Oh, sorry. I thought you were that poster. You guys both have the same mispelling of nietzsches name. Disregard my last lines which were based on that assumption.
Yeah, you're right.

>Oh, sorry. I thought you were that poster.
Oh okay.
>You guys both have the same mispelling of nietzsches name.
But I spelled it Nietzsche.

Oh, and see for proof that Nietzsche thinks Catholicism is resentful. Or just read the genealogy, which literally describes his whole thought on the matter in the first ten pages.

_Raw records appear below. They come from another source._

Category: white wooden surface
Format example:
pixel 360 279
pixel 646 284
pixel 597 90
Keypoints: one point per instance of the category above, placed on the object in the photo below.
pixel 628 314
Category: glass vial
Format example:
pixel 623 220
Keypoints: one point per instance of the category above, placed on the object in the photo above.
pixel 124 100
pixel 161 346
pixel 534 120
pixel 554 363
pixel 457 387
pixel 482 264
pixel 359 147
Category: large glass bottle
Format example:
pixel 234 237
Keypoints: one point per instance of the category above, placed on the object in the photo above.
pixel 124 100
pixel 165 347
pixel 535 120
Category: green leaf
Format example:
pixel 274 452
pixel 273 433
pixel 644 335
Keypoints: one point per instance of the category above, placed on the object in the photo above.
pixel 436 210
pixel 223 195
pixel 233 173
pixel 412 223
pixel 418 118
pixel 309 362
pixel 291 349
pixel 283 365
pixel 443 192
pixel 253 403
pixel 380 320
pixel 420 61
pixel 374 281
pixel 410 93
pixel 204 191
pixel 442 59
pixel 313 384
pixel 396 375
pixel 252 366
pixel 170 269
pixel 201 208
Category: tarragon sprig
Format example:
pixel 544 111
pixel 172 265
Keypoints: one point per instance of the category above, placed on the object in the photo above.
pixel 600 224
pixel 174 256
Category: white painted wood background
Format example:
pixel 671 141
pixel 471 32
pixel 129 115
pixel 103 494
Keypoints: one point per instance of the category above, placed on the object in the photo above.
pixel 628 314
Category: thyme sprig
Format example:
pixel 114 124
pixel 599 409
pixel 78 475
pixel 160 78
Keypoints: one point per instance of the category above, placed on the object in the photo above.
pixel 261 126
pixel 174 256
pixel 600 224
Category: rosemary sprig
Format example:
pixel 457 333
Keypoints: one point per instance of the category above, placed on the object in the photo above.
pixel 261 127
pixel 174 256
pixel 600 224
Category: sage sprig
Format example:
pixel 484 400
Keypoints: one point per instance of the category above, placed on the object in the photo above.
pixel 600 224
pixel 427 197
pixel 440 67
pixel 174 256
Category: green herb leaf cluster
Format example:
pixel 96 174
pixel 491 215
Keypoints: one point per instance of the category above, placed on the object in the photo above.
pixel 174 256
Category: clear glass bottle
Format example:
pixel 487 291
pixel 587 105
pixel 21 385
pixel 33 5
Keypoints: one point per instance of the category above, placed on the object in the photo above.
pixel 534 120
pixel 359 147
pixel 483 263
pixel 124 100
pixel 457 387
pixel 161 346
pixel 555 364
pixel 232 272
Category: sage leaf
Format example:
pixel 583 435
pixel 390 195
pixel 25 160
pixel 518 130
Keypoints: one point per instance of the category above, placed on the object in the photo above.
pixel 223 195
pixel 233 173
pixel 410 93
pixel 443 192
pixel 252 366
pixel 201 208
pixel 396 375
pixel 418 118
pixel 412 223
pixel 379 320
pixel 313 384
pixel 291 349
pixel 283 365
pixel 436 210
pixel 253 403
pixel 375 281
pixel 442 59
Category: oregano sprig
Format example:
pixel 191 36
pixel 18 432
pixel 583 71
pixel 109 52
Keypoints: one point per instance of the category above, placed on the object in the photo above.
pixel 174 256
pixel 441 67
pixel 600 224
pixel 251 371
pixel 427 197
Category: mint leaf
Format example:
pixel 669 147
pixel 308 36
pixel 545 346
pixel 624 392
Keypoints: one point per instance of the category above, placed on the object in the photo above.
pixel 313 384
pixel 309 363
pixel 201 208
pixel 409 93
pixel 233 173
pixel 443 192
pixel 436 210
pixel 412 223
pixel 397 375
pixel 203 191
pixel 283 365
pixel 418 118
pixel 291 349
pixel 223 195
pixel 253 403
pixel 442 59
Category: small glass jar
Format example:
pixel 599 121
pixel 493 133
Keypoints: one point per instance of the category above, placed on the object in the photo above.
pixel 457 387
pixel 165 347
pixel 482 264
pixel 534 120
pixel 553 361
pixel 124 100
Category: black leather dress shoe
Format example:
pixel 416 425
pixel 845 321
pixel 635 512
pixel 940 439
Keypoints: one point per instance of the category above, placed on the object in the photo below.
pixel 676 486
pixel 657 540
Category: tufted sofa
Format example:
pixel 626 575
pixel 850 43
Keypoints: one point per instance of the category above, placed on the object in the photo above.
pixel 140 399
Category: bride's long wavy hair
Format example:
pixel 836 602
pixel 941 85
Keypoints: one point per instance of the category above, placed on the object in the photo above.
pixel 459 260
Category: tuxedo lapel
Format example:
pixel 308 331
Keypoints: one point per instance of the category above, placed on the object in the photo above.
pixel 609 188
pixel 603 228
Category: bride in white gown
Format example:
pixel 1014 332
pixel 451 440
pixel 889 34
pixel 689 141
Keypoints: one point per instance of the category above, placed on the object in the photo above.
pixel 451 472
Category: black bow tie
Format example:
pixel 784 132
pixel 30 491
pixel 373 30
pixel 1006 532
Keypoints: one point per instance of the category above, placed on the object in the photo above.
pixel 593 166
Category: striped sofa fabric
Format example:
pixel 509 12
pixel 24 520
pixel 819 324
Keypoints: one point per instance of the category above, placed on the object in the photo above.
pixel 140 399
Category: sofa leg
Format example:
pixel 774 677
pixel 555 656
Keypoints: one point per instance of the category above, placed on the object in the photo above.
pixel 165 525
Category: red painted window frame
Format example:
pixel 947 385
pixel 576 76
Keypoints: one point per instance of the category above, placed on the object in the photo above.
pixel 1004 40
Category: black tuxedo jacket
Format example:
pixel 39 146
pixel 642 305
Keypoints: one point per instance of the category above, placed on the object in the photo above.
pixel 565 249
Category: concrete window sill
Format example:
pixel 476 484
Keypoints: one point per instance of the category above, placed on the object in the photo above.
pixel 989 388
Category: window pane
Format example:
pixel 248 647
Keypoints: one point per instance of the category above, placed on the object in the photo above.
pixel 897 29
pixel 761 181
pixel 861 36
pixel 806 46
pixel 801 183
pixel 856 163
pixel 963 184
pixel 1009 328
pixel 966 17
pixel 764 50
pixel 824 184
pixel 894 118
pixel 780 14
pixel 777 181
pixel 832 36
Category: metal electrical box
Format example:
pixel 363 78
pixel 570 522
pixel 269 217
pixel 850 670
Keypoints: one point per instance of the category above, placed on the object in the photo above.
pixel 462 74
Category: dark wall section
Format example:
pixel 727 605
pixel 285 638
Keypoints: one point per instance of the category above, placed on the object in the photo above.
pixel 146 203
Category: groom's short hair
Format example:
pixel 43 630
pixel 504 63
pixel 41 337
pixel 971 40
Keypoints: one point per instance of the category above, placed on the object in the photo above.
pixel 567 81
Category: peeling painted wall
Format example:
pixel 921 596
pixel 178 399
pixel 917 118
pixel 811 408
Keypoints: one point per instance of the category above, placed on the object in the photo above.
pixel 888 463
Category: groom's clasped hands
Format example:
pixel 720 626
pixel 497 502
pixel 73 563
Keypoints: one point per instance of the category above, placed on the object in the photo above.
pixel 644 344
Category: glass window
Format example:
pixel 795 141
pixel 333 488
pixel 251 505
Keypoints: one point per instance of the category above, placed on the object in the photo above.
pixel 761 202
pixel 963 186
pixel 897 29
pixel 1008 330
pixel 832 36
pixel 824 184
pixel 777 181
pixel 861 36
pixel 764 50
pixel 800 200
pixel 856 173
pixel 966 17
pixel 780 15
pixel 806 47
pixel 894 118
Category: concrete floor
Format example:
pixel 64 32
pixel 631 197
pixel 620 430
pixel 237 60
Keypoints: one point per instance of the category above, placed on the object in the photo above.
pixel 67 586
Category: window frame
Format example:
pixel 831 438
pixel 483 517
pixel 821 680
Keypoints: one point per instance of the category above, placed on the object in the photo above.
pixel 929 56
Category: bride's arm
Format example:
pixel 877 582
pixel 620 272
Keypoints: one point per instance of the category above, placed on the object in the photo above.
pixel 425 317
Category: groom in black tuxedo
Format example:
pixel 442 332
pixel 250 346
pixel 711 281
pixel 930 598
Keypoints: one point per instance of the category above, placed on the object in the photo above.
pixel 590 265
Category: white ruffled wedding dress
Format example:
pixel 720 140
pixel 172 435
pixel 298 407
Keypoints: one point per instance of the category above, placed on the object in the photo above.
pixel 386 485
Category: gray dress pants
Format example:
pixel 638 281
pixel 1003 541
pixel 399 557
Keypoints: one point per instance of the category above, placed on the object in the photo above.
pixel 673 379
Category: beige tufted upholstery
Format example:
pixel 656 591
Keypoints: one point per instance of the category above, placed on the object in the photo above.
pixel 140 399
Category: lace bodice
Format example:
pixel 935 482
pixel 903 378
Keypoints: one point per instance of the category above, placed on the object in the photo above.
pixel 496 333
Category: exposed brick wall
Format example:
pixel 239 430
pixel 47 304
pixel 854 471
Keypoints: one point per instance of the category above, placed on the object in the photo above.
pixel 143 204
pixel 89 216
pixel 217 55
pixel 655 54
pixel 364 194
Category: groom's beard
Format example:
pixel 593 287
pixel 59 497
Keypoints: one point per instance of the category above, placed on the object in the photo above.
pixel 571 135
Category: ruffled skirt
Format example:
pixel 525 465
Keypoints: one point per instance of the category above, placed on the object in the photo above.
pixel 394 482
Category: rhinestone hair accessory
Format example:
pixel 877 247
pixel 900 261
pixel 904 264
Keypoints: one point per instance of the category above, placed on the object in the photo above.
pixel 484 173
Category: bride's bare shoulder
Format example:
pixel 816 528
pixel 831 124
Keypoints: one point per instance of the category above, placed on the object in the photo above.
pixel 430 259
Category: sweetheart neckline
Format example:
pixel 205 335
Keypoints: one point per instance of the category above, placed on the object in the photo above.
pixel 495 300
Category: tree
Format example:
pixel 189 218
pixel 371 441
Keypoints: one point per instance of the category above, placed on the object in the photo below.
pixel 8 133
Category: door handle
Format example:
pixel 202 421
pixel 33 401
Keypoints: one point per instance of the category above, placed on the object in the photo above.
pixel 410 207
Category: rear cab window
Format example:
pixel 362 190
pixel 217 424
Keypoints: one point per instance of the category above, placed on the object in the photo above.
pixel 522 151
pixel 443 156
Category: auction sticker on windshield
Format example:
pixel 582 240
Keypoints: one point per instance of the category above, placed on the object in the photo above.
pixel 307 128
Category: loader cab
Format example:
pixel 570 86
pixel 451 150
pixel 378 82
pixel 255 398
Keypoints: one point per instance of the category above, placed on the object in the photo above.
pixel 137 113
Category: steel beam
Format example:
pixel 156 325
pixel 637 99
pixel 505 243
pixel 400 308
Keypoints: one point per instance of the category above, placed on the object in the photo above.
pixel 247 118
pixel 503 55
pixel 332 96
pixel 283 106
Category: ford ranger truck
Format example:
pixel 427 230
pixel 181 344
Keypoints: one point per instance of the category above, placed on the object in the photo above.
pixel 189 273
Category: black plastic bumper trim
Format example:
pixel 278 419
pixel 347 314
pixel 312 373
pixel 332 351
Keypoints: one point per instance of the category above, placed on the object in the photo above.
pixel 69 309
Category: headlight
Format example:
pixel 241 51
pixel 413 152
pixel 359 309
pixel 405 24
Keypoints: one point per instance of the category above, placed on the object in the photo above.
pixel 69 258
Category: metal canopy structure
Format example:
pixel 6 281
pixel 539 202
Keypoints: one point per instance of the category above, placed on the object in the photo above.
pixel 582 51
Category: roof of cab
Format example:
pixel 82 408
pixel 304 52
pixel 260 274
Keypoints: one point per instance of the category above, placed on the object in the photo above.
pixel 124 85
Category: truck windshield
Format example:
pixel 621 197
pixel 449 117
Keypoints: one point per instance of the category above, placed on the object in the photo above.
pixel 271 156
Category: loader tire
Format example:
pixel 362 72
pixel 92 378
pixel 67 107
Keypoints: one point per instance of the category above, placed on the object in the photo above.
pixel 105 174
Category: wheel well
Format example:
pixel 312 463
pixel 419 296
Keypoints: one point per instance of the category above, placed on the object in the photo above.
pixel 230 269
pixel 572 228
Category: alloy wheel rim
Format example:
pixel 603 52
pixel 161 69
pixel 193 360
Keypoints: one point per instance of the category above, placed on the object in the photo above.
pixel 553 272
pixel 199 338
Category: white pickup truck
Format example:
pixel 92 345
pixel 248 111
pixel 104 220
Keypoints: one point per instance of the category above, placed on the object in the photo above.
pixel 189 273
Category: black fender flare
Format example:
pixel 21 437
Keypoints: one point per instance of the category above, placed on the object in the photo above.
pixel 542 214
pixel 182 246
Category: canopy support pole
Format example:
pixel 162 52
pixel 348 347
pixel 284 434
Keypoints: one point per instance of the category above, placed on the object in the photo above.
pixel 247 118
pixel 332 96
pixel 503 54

You aren't a practicing Catholic, are you. You couldn't possibly agree with Nietzsche if you were. His entire shtick is being a brainlet reaction to brainlet Protestantism.

eh it´s not that bad

>"I follow Neitzches philosophy"
>"why yes I am also a Catholic"

Why didn't you assholes immediately recognize this as the bait it is? OP is clearly a troll who knew you'd all froth at the mouth at the idea of a Catholic Nietzschean. But then again I'm replying too so it's not like I'm any better than the troglodyte that started this thread

Catholicism makes you feel guilty and bad and sinful for having good natural instincts, like the desire for sex. The suppression of these instincts comes from a place of ressentiment. Think of the guy who thinks all women should be sexually restrained because he can't get a gf, or the woman who thinks men shouldn't be in power because she is incapable of controlling even her own life. These people desire their own power, can't achieve it, so they reduce the power of others through resentful, moralizing tactics

OP doesnt even say he follows Neitzche.

Pretty good bait, though. Pulls together both people who like Nietzsche and christians, polar opposites, for a toxic thread. Feel sorry for OP if he is sincere though.

Crowley is the next step for you.
The Beatles were the first Supermen on this planet.

Reminder that if you are a bottom you cannot be an Ubermensch

Get it?

Strong digits.

You write poorly enough for me to be unshakeably certain that you fundamentally misunderstand Nietzsche. Nevertheless, my worldview has been shaped by Nietzsche perhaps more than by any other thinker. So yes, my “unifying goal from which all things stem” has changed since l “have undertaken the glean of this man.”